What closing costs actually include

Closing costs are a bundle of fees tied to originating and finalizing a mortgage, not a single line item, which is part of why the total can be hard to estimate from a headline. Common components include lender fees, title insurance and search fees, appraisal and inspection costs, recording fees paid to a local government, and prepaid items like the first installment of property taxes or insurance placed into an escrow account. Depending on the loan and the location, these costs can add up to a meaningful percentage of the purchase price, which is why programs that help offset them are genuinely valuable when a buyer actually qualifies.

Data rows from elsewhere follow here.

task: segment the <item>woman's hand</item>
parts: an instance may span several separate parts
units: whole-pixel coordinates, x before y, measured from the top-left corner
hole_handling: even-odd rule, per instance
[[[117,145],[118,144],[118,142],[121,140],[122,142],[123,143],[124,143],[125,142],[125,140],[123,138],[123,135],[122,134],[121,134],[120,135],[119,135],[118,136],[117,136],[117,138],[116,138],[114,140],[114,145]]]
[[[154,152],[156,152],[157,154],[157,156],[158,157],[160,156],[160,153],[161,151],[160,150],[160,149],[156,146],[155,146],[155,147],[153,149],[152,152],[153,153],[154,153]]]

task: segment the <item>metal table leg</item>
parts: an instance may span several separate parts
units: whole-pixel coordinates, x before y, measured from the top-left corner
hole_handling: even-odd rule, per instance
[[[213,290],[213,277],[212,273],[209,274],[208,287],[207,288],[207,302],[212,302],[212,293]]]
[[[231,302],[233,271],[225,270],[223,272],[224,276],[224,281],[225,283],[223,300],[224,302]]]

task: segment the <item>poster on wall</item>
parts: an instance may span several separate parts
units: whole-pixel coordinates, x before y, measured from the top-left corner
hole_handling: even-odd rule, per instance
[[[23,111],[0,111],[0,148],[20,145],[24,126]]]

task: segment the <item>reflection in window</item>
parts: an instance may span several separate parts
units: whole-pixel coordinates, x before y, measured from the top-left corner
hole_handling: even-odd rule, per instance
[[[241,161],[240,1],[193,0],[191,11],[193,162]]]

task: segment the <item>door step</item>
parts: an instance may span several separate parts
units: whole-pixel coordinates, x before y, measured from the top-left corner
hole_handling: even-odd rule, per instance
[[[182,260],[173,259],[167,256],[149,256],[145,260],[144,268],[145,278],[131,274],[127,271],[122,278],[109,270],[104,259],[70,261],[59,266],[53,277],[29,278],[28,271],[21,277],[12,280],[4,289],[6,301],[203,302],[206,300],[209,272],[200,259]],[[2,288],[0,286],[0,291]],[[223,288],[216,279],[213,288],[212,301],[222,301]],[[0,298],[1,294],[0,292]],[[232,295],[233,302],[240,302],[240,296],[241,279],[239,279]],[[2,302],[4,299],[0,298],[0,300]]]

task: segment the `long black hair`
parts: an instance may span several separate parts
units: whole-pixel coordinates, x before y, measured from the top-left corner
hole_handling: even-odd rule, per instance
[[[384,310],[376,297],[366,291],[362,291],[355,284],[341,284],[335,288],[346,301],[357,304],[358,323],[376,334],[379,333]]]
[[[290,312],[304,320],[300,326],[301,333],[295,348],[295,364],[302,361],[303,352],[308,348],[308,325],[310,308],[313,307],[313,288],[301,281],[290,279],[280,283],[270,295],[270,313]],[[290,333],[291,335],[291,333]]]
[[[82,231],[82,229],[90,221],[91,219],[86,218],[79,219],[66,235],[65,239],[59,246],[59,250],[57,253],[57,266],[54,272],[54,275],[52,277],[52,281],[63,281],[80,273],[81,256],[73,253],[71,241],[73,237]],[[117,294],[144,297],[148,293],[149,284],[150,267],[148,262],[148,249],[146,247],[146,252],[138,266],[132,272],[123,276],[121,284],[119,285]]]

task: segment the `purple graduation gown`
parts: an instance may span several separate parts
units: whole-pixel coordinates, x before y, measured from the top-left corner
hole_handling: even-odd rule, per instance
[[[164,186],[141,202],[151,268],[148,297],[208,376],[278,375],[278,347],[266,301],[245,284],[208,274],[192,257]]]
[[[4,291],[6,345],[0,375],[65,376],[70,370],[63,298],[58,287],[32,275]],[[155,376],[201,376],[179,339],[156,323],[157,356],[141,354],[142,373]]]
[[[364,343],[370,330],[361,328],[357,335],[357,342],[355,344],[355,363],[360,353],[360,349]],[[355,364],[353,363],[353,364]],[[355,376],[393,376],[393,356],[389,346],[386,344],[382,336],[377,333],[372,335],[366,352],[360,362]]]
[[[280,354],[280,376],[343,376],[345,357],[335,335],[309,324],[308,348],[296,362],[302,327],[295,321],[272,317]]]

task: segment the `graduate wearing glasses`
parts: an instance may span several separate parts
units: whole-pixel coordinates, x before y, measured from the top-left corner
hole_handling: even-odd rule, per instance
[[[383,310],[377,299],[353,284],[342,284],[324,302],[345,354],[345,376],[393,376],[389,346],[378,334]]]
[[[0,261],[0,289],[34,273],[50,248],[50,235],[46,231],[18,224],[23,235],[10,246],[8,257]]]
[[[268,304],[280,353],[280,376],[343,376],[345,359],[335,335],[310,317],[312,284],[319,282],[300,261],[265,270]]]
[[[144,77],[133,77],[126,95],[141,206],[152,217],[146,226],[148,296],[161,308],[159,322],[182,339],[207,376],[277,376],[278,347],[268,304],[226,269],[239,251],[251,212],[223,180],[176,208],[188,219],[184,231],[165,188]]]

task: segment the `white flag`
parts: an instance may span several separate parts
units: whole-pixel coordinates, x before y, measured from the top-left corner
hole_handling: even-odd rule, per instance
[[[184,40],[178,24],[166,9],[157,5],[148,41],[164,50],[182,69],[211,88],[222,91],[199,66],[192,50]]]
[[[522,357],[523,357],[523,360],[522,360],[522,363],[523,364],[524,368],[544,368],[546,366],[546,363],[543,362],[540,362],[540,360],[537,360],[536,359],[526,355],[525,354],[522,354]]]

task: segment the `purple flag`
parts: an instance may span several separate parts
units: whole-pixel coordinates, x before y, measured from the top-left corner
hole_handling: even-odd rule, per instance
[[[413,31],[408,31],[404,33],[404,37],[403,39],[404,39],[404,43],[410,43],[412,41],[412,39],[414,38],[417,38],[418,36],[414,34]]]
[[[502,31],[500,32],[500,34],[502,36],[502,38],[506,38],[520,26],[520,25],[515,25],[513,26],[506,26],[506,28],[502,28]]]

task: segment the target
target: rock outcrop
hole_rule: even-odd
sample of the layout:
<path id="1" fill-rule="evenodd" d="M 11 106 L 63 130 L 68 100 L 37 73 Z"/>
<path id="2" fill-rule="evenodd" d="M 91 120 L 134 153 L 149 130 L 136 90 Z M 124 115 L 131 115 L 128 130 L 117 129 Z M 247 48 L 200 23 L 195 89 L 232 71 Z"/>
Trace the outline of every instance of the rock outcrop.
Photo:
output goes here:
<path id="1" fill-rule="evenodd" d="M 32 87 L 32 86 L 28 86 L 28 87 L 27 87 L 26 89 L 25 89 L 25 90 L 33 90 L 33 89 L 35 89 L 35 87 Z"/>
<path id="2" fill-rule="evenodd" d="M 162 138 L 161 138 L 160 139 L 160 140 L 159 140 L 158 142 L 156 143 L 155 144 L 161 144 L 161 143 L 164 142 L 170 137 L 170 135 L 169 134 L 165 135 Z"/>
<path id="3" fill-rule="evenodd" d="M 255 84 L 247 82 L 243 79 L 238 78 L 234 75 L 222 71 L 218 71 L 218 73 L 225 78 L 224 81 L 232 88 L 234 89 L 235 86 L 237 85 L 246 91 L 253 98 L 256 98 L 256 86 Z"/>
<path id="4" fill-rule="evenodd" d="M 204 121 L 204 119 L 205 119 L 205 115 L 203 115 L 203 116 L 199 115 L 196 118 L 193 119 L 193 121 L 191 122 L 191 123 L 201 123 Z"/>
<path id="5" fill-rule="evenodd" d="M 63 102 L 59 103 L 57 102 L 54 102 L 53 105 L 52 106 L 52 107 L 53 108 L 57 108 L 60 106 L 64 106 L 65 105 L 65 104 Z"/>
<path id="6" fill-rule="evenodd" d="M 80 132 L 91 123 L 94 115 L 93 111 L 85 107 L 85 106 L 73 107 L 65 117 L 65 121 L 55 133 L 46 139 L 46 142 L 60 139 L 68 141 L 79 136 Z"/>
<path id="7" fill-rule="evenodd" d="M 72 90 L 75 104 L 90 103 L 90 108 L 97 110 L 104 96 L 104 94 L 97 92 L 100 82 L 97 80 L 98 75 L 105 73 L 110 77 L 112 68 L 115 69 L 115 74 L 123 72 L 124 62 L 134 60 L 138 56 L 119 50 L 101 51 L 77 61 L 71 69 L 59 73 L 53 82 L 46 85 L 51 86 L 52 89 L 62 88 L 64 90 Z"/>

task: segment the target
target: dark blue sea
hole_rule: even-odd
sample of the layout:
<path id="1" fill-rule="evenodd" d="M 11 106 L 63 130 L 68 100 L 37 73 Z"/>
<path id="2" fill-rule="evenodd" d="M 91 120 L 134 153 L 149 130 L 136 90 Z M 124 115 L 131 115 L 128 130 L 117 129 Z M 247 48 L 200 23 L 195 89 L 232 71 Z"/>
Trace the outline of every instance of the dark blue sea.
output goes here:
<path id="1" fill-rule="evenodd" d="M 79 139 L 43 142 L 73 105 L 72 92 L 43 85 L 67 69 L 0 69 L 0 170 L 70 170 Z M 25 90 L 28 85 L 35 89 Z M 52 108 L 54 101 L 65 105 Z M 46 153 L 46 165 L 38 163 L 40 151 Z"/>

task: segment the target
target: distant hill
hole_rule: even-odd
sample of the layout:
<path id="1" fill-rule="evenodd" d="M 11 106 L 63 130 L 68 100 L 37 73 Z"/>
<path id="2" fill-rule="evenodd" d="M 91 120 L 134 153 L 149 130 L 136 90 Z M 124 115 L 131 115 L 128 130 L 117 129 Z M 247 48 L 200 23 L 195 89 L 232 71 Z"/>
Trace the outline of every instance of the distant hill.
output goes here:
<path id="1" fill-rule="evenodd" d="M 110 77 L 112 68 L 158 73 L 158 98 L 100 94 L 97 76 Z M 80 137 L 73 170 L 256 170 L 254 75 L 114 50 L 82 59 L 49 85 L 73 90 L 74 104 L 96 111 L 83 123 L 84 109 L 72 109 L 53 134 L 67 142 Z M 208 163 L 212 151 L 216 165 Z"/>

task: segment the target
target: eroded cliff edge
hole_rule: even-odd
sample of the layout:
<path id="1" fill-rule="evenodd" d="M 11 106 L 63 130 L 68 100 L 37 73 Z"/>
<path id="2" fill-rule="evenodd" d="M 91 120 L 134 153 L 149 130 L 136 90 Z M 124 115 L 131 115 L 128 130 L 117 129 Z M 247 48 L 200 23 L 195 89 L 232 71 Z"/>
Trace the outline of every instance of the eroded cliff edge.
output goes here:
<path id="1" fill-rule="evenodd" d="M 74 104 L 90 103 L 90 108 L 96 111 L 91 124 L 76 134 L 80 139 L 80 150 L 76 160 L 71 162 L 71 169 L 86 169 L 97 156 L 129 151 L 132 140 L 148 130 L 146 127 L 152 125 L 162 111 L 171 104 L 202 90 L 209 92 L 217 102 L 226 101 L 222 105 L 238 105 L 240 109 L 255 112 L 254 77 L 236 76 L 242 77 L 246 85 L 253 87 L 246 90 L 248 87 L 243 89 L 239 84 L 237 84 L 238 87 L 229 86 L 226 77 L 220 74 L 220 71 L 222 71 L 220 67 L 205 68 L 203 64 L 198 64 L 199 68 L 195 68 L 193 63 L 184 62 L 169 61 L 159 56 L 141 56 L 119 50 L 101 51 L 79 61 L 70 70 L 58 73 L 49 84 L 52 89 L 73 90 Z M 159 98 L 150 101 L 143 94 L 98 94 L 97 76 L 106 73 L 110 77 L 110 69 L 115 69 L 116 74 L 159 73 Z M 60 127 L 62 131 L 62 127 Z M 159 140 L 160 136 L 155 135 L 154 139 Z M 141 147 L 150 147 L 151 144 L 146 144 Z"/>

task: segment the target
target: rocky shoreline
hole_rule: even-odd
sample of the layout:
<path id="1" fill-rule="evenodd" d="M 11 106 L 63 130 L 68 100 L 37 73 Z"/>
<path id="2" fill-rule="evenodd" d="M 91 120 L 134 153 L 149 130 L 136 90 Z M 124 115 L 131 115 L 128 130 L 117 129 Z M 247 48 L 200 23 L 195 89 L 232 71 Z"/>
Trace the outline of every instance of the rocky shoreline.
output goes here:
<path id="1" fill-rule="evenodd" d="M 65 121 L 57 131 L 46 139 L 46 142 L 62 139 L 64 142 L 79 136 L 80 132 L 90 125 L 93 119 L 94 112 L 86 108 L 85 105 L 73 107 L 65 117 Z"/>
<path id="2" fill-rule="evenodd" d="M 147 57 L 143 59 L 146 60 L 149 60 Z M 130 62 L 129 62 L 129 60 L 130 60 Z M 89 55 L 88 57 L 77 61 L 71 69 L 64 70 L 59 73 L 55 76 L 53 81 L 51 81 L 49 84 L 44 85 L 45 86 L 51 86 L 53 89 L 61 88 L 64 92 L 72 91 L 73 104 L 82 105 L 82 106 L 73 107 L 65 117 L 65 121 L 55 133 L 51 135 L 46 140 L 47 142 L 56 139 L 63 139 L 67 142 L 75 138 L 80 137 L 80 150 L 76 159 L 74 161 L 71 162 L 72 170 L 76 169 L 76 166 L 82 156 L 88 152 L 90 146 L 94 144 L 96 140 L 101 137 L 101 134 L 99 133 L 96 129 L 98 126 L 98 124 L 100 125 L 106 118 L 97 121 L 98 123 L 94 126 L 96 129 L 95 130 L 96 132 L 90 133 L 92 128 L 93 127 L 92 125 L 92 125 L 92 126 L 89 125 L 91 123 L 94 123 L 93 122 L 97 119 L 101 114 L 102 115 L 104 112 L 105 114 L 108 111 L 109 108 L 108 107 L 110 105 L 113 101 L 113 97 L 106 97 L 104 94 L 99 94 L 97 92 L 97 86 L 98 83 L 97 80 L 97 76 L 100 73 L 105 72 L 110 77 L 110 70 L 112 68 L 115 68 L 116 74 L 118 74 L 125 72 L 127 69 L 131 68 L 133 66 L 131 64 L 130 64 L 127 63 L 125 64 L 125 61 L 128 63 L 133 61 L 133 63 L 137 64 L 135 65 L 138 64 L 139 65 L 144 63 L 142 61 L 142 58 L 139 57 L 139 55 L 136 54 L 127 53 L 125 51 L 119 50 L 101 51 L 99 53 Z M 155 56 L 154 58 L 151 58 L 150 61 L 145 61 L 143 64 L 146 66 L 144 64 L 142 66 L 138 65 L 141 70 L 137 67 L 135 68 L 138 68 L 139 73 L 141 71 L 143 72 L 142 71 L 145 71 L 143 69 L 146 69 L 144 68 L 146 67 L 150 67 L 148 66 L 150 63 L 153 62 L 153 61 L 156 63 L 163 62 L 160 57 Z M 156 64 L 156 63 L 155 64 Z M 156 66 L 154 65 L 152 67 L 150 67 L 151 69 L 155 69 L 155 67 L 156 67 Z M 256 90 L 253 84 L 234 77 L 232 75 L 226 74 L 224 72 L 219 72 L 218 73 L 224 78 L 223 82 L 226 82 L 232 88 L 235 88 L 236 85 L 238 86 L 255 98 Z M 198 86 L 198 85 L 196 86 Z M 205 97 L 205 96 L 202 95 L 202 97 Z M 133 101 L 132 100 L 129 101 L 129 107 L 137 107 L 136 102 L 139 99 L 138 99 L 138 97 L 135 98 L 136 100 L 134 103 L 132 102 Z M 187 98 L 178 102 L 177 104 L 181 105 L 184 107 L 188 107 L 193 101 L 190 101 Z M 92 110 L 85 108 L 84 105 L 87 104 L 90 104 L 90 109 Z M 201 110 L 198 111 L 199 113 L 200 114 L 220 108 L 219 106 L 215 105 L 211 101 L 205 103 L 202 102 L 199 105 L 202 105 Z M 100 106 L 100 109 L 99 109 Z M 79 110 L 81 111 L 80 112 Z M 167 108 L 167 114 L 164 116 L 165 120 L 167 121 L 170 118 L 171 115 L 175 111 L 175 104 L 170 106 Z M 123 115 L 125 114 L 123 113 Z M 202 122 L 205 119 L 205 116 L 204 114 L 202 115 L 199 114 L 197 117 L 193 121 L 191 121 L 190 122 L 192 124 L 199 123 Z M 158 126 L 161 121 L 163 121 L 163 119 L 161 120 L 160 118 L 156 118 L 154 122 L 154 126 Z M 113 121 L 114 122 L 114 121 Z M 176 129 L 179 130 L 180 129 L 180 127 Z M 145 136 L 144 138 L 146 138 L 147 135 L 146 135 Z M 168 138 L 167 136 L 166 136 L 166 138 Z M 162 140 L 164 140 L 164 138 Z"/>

Where the “never” claim comes from

Assistance programs for closing costs and down payments do exist, offered through some state and local housing agencies, certain employer programs, and specific loan products aimed at first-time or lower-income buyers. These programs are real, but they’re also targeted — tied to income limits, property location, loan type, or completion of a homebuyer education course — rather than available to every first-time buyer by default. It’s worth reading the fine print the way you would with any program advertising unusually little upfront cost, since the assistance is often real but narrower than a viral summary suggests.

Negotiation is a separate lever

Aside from formal assistance programs, buyers sometimes negotiate for a seller to cover part of the closing costs, particularly in a slower housing market where sellers have more incentive to make a deal work. This is a negotiated concession specific to a transaction, not a guarantee or a rule, and it depends heavily on local market conditions, how motivated a seller is, and what a lender allows for seller-paid costs on a given loan type.

What’s easy to overlook going in

This overlaps with questions first-generation buyers run into often, since the assistance landscape isn’t something most people are taught to navigate ahead of time, and clarifying which specific programs actually apply usually takes more digging than a single social media claim implies. Some buyers also weigh using retirement savings toward a down payment as part of the broader math around covering purchase costs.

Where this leaves you

Closing cost assistance is a real, useful resource for buyers who meet a program’s specific requirements, but it isn’t a blanket guarantee that applies to every first-time purchase. Checking directly with a lender, a state or local housing agency, or a HUD-approved housing counselor is a more reliable way to learn what’s actually available than trusting a broad claim made online.